Lung function testing
Lung mechanics were evaluated using a FinePointe system (Buxco) according to the manufacturer’s instructions, recording airway resistance/compliance indices[23].
Enzyme-linked immunosorbent assays (ELISAs)
Concentrations of IL-1β, IL-6, IL-8, and TNF-α in BALF and serum were quantified per the manufacturers’ protocols.
Histology and staining
The lungs were fixed in 4% paraformaldehyde, processed, embedded in paraffin, sectioned, and stained with H&E, PAS, and Picrosirius Red using standard protocols.
Immunohistochemistry (IHC)
IHC was performed on paraffin-embedded lung sections using standard antigen retrieval and detection procedures.
Molecular docking
To explore therapeutic tractability, we performed molecular docking against CYP1B1. Three-dimensional structures for ligands were retrieved (PubChem) and prepared in AutoDockTools 1.5.7; receptor structure (CYP1B1) was obtained from RCSB PDB (
www.rcsb.org) and prepared analogously. The grid center and box size were defined around the active site, and docking was performed using the Lamarckian Genetic Algorithm under default parameters. Rigid docking was performed (AutoDockTools 1.6.7), and the top-scoring pose was retained.
Statistical analysis
Analyses were performed in R 4.4.2. Unless otherwise stated, two-sided tests were used, with α = 0.05. For multiple comparisons, the Benjamini–Hochberg correction was applied. Classification performance was summarized by ROC-AUC (95% CI), PR-AUC, accuracy, F1 score, confusion matrices, and calibration curves. Data are reported as mean ± SD (or median [IQR]) with n indicating biological replicates.
Results
Multi-omics discovery and hub-gene prioritization
A study overview is provided in Fig. 1. Using WGCNA on the training cohort, we selected a soft-threshold power of β = 5 (Fig. 2A) and identified 20 gene modules through dynamic tree cutting (Fig. 2B). The midnightblue module showed the strongest association with COPD status (module–trait r = 0.893, P = 5.4×10− 32; Fig. 2C–D) and contained 89 genes. After normalization of the GSE47460 expression matrix, differential expression analysis identified 170 DEGs between COPD and control samples (volcano plot, Fig. 2E; top 50 heat map, Fig. 2F). Intersecting module genes with DEGs yielded 24 hub genes (Fig. 2G), which were advanced for biomarker screening.
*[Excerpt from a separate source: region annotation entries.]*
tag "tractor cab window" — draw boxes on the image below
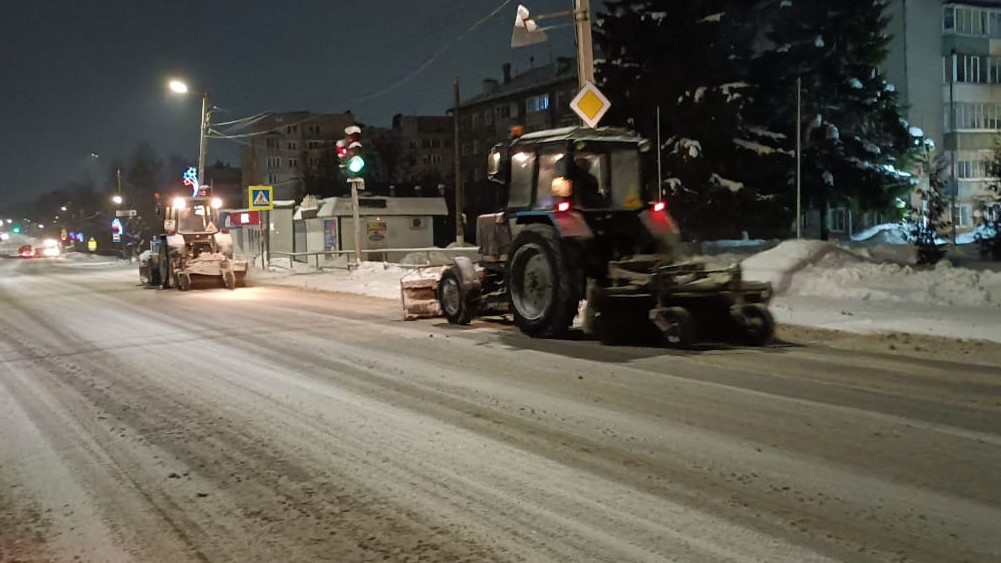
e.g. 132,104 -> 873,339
609,148 -> 643,209
508,151 -> 536,207
536,149 -> 567,209
568,152 -> 609,209
177,201 -> 219,232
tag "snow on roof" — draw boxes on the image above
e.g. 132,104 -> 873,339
316,196 -> 448,217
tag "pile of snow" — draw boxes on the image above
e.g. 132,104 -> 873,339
743,236 -> 1001,308
252,261 -> 410,300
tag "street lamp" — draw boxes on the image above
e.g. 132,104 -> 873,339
167,80 -> 208,185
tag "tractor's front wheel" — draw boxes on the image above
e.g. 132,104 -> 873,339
508,224 -> 583,338
437,266 -> 475,325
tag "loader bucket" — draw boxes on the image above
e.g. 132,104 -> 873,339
399,265 -> 448,321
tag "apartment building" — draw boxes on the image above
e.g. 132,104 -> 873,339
240,111 -> 355,200
390,114 -> 455,184
458,57 -> 578,186
885,0 -> 1001,229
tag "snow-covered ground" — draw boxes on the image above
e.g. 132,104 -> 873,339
252,240 -> 1001,342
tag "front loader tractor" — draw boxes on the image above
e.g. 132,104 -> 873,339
140,187 -> 247,292
403,127 -> 775,347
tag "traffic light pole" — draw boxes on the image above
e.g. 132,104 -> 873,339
347,178 -> 365,265
451,74 -> 465,245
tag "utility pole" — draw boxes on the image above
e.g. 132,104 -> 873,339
574,0 -> 595,88
657,104 -> 664,201
451,74 -> 465,244
949,49 -> 959,244
198,92 -> 208,185
796,77 -> 804,240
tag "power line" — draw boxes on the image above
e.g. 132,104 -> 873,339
351,0 -> 512,101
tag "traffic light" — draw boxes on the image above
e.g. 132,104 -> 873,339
335,125 -> 365,177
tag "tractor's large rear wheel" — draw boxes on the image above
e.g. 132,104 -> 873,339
508,224 -> 583,338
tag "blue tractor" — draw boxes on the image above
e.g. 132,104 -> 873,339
436,127 -> 775,348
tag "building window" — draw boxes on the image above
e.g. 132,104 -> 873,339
525,94 -> 550,113
942,6 -> 988,37
956,160 -> 989,178
956,205 -> 973,226
827,209 -> 848,232
945,102 -> 1001,131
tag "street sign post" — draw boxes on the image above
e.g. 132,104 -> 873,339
570,82 -> 612,128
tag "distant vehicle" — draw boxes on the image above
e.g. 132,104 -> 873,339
35,238 -> 62,258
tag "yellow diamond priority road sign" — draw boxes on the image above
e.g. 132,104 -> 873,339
247,185 -> 274,211
570,82 -> 612,127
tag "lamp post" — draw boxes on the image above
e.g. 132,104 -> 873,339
168,80 -> 208,185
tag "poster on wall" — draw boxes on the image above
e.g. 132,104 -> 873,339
323,217 -> 339,250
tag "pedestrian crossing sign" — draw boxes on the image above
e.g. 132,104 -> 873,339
247,185 -> 274,211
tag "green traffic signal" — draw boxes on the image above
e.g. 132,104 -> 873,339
347,154 -> 365,174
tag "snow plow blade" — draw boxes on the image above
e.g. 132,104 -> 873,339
399,265 -> 448,321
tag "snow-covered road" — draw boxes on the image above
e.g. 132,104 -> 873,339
0,260 -> 1001,562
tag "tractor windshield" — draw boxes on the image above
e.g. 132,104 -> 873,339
177,199 -> 219,233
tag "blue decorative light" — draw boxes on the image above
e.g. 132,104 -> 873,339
182,166 -> 201,197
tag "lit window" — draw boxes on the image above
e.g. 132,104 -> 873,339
525,94 -> 550,113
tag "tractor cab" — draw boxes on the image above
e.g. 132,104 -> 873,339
163,196 -> 222,235
487,127 -> 652,212
476,127 -> 680,262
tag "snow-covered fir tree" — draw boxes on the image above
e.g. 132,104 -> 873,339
750,0 -> 915,238
596,0 -> 791,238
904,140 -> 952,264
596,0 -> 914,237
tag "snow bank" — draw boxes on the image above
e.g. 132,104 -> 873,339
251,261 -> 409,300
741,240 -> 864,293
742,236 -> 1001,306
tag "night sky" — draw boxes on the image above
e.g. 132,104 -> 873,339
0,0 -> 580,202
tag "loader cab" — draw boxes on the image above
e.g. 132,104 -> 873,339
487,127 -> 652,211
163,196 -> 222,234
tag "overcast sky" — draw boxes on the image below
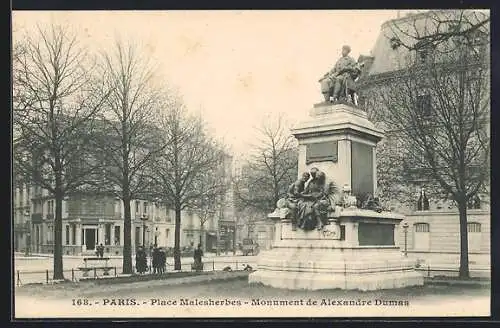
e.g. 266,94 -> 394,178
13,10 -> 416,152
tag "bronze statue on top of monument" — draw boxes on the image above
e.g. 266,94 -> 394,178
319,45 -> 363,106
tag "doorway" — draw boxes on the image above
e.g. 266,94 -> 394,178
85,228 -> 96,251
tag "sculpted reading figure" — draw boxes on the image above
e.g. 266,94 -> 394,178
296,168 -> 330,230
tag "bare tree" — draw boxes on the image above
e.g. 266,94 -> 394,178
371,11 -> 490,278
93,41 -> 164,274
193,167 -> 229,251
234,116 -> 298,215
13,25 -> 108,279
154,104 -> 224,270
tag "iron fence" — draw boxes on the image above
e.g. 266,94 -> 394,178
15,259 -> 252,286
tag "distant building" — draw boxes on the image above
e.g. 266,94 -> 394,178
251,11 -> 491,271
13,156 -> 235,255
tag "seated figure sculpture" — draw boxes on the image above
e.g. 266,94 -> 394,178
276,168 -> 337,231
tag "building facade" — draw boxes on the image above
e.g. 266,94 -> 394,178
253,11 -> 491,270
13,186 -> 218,255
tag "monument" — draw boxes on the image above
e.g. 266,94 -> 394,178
249,47 -> 423,291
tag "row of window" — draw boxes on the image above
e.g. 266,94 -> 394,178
417,192 -> 481,211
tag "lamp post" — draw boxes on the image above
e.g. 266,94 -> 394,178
141,214 -> 148,250
403,222 -> 408,257
24,211 -> 31,256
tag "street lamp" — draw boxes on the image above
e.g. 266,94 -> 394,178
141,214 -> 148,249
403,222 -> 408,257
24,211 -> 31,256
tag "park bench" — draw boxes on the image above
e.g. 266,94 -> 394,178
78,257 -> 113,277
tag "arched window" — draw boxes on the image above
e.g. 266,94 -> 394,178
413,223 -> 431,251
467,222 -> 481,252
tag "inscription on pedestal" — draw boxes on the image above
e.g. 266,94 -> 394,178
306,141 -> 338,164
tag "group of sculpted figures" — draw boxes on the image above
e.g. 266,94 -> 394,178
319,45 -> 364,106
277,167 -> 382,231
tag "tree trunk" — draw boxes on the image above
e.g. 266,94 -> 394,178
174,202 -> 181,270
457,197 -> 469,279
122,197 -> 133,274
53,190 -> 64,280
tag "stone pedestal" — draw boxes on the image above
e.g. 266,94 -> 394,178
249,209 -> 423,291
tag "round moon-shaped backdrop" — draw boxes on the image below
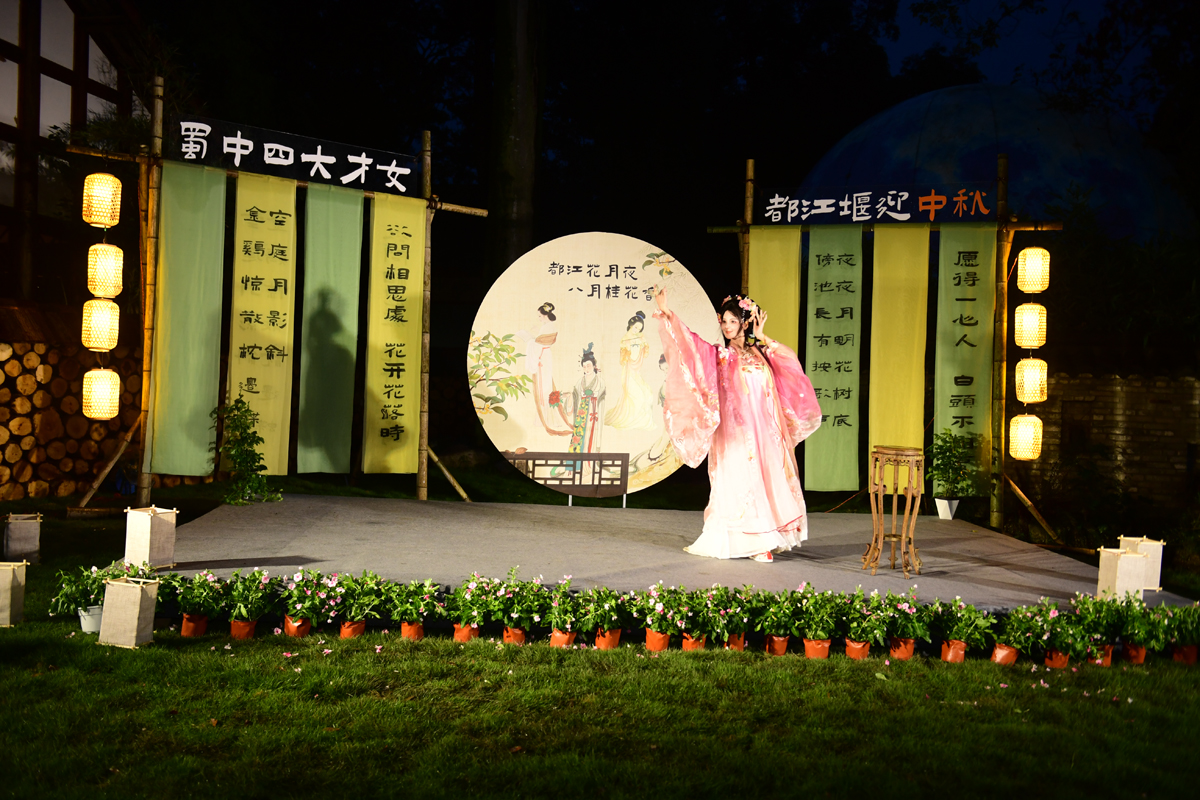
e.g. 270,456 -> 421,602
467,233 -> 722,497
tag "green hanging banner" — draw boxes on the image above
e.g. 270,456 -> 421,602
934,223 -> 996,491
806,225 -> 863,492
146,161 -> 226,475
296,184 -> 362,473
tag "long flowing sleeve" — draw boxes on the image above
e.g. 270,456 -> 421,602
767,342 -> 821,447
654,312 -> 715,467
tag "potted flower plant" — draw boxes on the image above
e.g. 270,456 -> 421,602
883,587 -> 929,661
280,570 -> 328,636
930,597 -> 996,663
227,570 -> 280,639
842,587 -> 887,660
446,572 -> 493,642
796,581 -> 844,658
384,581 -> 445,642
1121,593 -> 1166,664
547,575 -> 578,648
925,428 -> 985,519
163,570 -> 227,637
1070,593 -> 1121,667
336,570 -> 388,639
1159,603 -> 1200,667
991,606 -> 1042,666
576,587 -> 634,650
637,581 -> 682,652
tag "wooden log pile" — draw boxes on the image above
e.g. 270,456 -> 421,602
0,342 -> 142,500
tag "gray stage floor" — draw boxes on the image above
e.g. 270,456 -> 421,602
175,494 -> 1190,608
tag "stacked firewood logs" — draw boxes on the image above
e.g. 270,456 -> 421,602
0,342 -> 142,500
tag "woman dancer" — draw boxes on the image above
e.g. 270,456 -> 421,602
654,289 -> 821,564
517,302 -> 571,437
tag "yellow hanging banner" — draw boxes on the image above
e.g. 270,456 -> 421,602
228,173 -> 296,475
868,224 -> 929,447
362,194 -> 427,473
749,225 -> 803,350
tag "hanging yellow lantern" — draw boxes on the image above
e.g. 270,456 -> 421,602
83,173 -> 121,228
1015,359 -> 1048,403
83,299 -> 121,353
1013,302 -> 1046,350
88,245 -> 125,297
1016,247 -> 1050,294
83,369 -> 121,420
1008,414 -> 1042,461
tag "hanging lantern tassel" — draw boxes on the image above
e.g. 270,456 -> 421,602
83,369 -> 121,420
1015,359 -> 1048,403
1013,302 -> 1046,350
88,245 -> 125,297
82,299 -> 121,353
1016,247 -> 1050,294
1008,414 -> 1042,461
83,173 -> 121,228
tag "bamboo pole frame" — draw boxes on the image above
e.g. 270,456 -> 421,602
138,76 -> 163,507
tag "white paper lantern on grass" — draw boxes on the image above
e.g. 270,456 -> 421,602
83,369 -> 121,420
1008,414 -> 1042,461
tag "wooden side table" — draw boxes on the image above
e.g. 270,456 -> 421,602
863,445 -> 925,578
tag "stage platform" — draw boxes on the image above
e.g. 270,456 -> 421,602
175,494 -> 1190,609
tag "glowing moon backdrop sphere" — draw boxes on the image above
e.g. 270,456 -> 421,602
467,233 -> 722,497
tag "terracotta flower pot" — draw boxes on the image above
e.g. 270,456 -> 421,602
646,628 -> 671,652
1046,649 -> 1070,669
846,639 -> 871,661
596,627 -> 620,650
804,639 -> 829,658
942,639 -> 967,664
341,620 -> 367,639
1124,643 -> 1146,664
283,616 -> 312,637
179,614 -> 209,637
229,619 -> 258,639
550,628 -> 575,648
454,622 -> 479,642
991,642 -> 1021,667
888,636 -> 917,661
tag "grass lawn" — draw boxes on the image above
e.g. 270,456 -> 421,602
0,469 -> 1200,798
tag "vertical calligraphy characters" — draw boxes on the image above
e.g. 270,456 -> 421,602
804,225 -> 863,491
934,223 -> 996,460
760,184 -> 995,225
362,196 -> 426,473
228,175 -> 296,475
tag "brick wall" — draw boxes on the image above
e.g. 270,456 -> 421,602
1015,373 -> 1200,507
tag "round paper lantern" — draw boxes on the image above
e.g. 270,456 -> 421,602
1013,302 -> 1046,350
88,245 -> 125,297
83,173 -> 121,228
1016,247 -> 1050,294
83,369 -> 121,420
83,299 -> 121,353
1015,359 -> 1048,403
1008,414 -> 1042,461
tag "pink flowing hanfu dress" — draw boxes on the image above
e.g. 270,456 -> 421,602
654,312 -> 821,559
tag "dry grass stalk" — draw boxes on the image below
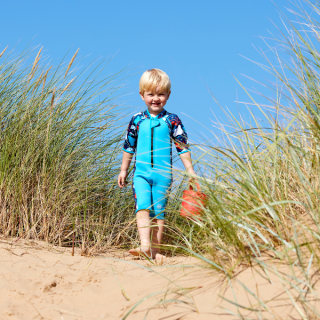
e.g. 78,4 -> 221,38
50,88 -> 56,114
64,48 -> 80,77
41,67 -> 52,94
29,47 -> 43,81
59,77 -> 76,97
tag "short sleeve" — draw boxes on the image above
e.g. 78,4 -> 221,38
123,117 -> 138,154
168,114 -> 190,154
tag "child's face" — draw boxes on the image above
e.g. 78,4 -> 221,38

Machine-learning screen and diagnostic performance
We evaluated 12 algorithms across 113 model combinations to prioritize diagnostic features (Fig. 3A). In the training set, the combined model achieved an AUC of 0.996 (95% CI, 0.991–0.999; Fig. 3B). External validation in GSE76925 yielded an AUC of 0.834 (95% CI, 0.755–0.906; Fig. 3C), indicating preserved discrimination in an independent cohort. Confusion matrices for the training and validation sets demonstrated high sensitivity and specificity (Figs. 3D and 3E). Across models, BHLHE22, DPP6, DHRS9, and CYP1B1 were most frequently selected and ranked highly in terms of importance. Correlation analyses revealed strong positive co-variation between BHLHE22 and CYP1B1 (r = 0.62) and an inverse correlation between DPP6 and CYP1B1 (r = -0.55; Fig. 3G). Differential expression visualizations confirmed that three genes were upregulated in COPD, and DPP6 was downregulated (Fig. 3F).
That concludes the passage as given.